Après la lecture de ce premier tome, le titre « Elecboy » reste très énigmatique…
J.S. Je ne peux pas trop vous en parler, au risque d’en dire trop. Mais ce que je peux vous dire c’est que ce titre est là depuis le début. Quasiment vingt ans que j’ai un dossier « Elecboy » sur mon ordinateur. Je me revois en train d’écrire pour la première fois ce mot sur un vieil iMac de 2003. J’étais à l’école et mon prof de BD était Yves Got, qui d’ailleurs, était très dur avec les dessinateurs réalistes.
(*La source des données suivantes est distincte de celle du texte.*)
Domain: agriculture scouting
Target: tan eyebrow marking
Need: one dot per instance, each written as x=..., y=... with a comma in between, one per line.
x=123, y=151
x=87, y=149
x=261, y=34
Il a senti que je ne lâcherai pas et m’a aidé à comprendre certaines choses. J’avais fait une illustration d’une hypothétique couverture de ce projet et je me souviens qu’il avait bien aimé (chose très rare avec mon travail). Au moment de présenter mon projet chez Dargaud, j’ai pensé changer le titre. Et puis j’ai eu un pressentiment, comme s’il fallait que je le respecte autant que tout le reste. Il est là avec moi depuis le début. C’était devenu une évidence qu’il était le seul envisageable.
Propos recueillis par Emmanuel Lafrogne
(sur Twitter)
« Elecboy – Tome 1. Naissance » de Jaouen Salaün. Dargaud. 14,50 euros.